2013年9月22日星期日

693 reasons it's tough to get an ace

Jake Reilly for ESPN.com
Rick got his hole in one -- but it wasn't easy, nor technically legal.
This column appears in the Sept. 21 issue of ESPN The Magazine.

I got sick of reading the stories, is why I did it. I know it was wrong and unethical and even unholy, but I just couldn't stand the stories anymore.

A 5-year-old in Belleville, Ill., sank a hole-in-one ... A 102-year-old woman became the oldest ever to ace ... A man in Bowling Green, Ohio, has now made holes-in-one both right- and lefthanded.

Really? Because I've been playing since I was 13, and I'm 51 now and not hideous, and I've never made one righty, lefty, with a walker, a lollipop or anything in between. So maybe they can all kindly choke on a divot?

The one that made me snap was this one: 62-year-old Unni Haskell of St. Petersburg, Fla., made an ace a few months ago on the first swing she ever took on a course.

And that's when I lost it. I vowed to go to my local par-3 course and keep playing, round and round, like a rat after cheese, until I made a hole-in-one. I didn't care if it took me an hour, a week, a month.

With my 22-year-old son and caddie, Jake (he's made one -- barefoot!), I arrived at the Golf Courses at Hyland Hills, in Westminster, Colo., and set out on the dinky nine-hole North Course: 673 yards total.

"My dad's made five," said Hyland's director of golf, Todd Coover (seven). "One went off a tree. I kid you not!"

"How cool!" I lied, chewing through my lip.

The odds against making an ace are about 12,500-1. I guessed I'd played 50 rounds a year for 38 years. That's 7,600 par 3's. At that pace, I'd have my ace when I turned 75. Maybe. Unless I did the sensible thing: cheat.

I figured at 10 shots a hole, nine holes a round, seven rounds a day, my ace would arrive in no more than eight days. I would be divorced, unemployed and fused at the T3 and T5 vertebrae, but I'd finally be a golfer.

My first shot missed. So did my second. In fact, my first 63 missed. My 64th, though, hit the pin and ... rolled away. My 77th lipped out. "We'll be done by lunch!" yelled Jake, standing by the hole and pounding his baseball glove, ready to catch any shots that didn't have a chance.

But after three loops, I was 0-for-270. Many of them gloved.

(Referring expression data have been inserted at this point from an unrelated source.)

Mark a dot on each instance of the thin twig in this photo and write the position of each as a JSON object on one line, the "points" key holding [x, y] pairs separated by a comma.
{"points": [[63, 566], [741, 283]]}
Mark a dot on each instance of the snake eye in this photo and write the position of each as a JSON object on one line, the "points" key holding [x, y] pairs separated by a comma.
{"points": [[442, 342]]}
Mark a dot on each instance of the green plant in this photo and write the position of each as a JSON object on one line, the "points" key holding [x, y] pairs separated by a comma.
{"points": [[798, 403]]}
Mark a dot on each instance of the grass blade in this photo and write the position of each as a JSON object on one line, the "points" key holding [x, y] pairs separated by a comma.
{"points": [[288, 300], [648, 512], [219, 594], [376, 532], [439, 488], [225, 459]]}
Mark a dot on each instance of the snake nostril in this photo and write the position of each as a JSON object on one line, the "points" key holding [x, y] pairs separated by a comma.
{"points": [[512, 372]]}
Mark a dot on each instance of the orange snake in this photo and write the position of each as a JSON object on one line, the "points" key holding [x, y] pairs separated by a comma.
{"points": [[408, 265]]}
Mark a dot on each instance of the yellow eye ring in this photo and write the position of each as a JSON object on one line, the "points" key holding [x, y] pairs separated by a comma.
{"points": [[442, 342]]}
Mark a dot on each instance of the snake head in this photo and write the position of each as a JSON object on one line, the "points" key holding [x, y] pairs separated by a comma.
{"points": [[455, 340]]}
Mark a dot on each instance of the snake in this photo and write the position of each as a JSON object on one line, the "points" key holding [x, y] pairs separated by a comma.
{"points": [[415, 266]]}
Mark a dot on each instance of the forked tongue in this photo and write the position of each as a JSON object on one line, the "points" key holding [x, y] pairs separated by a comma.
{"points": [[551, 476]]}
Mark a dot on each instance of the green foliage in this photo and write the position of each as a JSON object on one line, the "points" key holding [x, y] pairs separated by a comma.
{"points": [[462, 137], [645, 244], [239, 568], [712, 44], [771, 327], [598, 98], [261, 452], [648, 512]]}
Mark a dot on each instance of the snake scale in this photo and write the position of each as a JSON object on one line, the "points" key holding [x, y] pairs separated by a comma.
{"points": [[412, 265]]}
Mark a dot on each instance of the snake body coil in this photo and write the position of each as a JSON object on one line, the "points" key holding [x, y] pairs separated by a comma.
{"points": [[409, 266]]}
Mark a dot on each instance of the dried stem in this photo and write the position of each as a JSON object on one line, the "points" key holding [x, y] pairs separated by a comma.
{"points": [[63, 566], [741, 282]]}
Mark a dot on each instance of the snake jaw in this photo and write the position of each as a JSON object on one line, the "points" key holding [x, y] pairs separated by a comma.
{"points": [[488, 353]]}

After 5 hours 43 minutes -- and five loops -- I was fried like a fritter and 0-for-450, with two pins, two lip-outs and one O.B. (don't ask). Jake was looking like he wanted to be adopted. "We're really doing this again tomorrow?" he groaned.

You bet your inheritance we are.

Day 2: 20 more; 120 more; 200 more. Nothing. I repeated holes. I skipped holes. I hit 20 shots per hole. I tried not caring, caring too much, singing, one-handed, Happy Gilmore ... all useless. The golf gods had spited me.

As my back spasmed and hands gnarled and Jake's eyes became shark-dead, I asked myself, What if I never do it? Am I less of a person? Besides, Ben Hogan never had one, right?

My self answered: 1) You'll feel like ferret droppings; 2) yes; and 3) Hogan had two.

And then, when all seemed hopeless, on my 694th shot of the quest, on the tiny 52-yard second, I hit a gorgeous little punch sand wedge that went straight as a Jonas Brother, landed exactly 11 feet from the pin and rolled directly and obediently into the cup like a happy little gopher off to bed.

Ho-lee hole-out!

Jake threw his glove about 50 feet high. I threw my sand wedge god knows where. We ran at each other like we were in a feminine hygiene TV ad. We collided in midair -- me falling on my sore back and Jake falling on top of me. And it didn't even hurt.

I had done it. I had achieved the achievable. Climbed the world's smallest mountain. Slept with Madonna. It had taken 6 hours 23 minutes, over 500 ball-mark fixes and 12 Advil, but it was done. Suck on that, Unni Haskell.

To the pro shop to report the news!

"I hate to tell you this," Todd Coover whispered, "but it's not technically recognized by the PGA. Sorry." And I thought, Umm, Todd? I was hitting 20 balls per hole! On a golf course the size of a throw rug! What made you think I gave a mole's pimple about "official"?

The reaction from my friends was also less than congratulatory.

"A 50-yard ace?" e-mailed my pal the Vanilla Gorilla (two). "That's like a 150-foot putt."

Do I care? No. Am I going to tell people how I came to mine (one)? No. And what will I say when I read the next story about a legless 104-year-old blind nun who got her first hole-in-one Tuesday while a live wombat chewed on her clavicle?